Does anyone know of a good comparison of Dagster, ...
# announcements
d
Does anyone know of a good comparison of Dagster, Airflow (+Cloud Composter, Astronomer), Prefect, and Kedro? It's hard to figure out which framework to use esp. with Airflow v2 coming out. I don't need anything super involved, just a DAG (prefer open source) tool in place of a bash driver running a chain of Py and SQL scripts. The jobs are chained such that the exit status of one determines what happens down the line.
❤️ 1
👍 1
r
this article touches on a few of them, i found it helpful in thinking about the differing goals of the tools https://medium.com/@will_flwrs/python-data-engineering-tools-the-next-generation-354e00f2f060
y
I'm one of the maintainers of Kedro. @Ryan Carlson was right to share that article. We have a completely different aim. We focus on the problem of workflow standardisation when you're trying to create data science code that is maintainable because you've thought about what software engineering convention for DS code looks like.
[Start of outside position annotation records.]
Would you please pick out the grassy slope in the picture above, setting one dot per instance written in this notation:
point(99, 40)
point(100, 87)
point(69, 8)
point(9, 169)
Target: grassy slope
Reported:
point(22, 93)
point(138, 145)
Our users dig us if they've had issues around trying to take code into production because: 1. They were too heavily reliant on Jupyter notebooks 2. They mish-mash tons of script and create their own CLIs and project structures that are difficult to maintain I suspect you understand problem 2 very well, because of how you described what you're looking for. Kedro also determines the running order for your pipeline, so that's a worry off your shoulders. We are not an orchestrator though, and this is why we believe in a workflow that starts in Kedro but ends with any tool that will help you schedule and orchestrate your pipeline runs and we've found that Dagster, Prefect and Airflow are perfect for that. We've even started creating a series of deployment docs in our latest sprint, our Prefect one has been completed as an example. The Astronomer team is also picking up the Kedro-Airflow plugin. Hope this helps, shout if you have more questions.
👍 2
g
@David Krysl Curious to hear what you ended up going with having been through the same debate myself. I'm the sole data engineer in what is otherwise an ML research team and Dagster seemed like the most lightweight tool as an upgrade from cronjobs / supports better local development so I've started with Dagster, but really struggled with the choice. Hard to do any quick POCs that yield any real useful conclusions.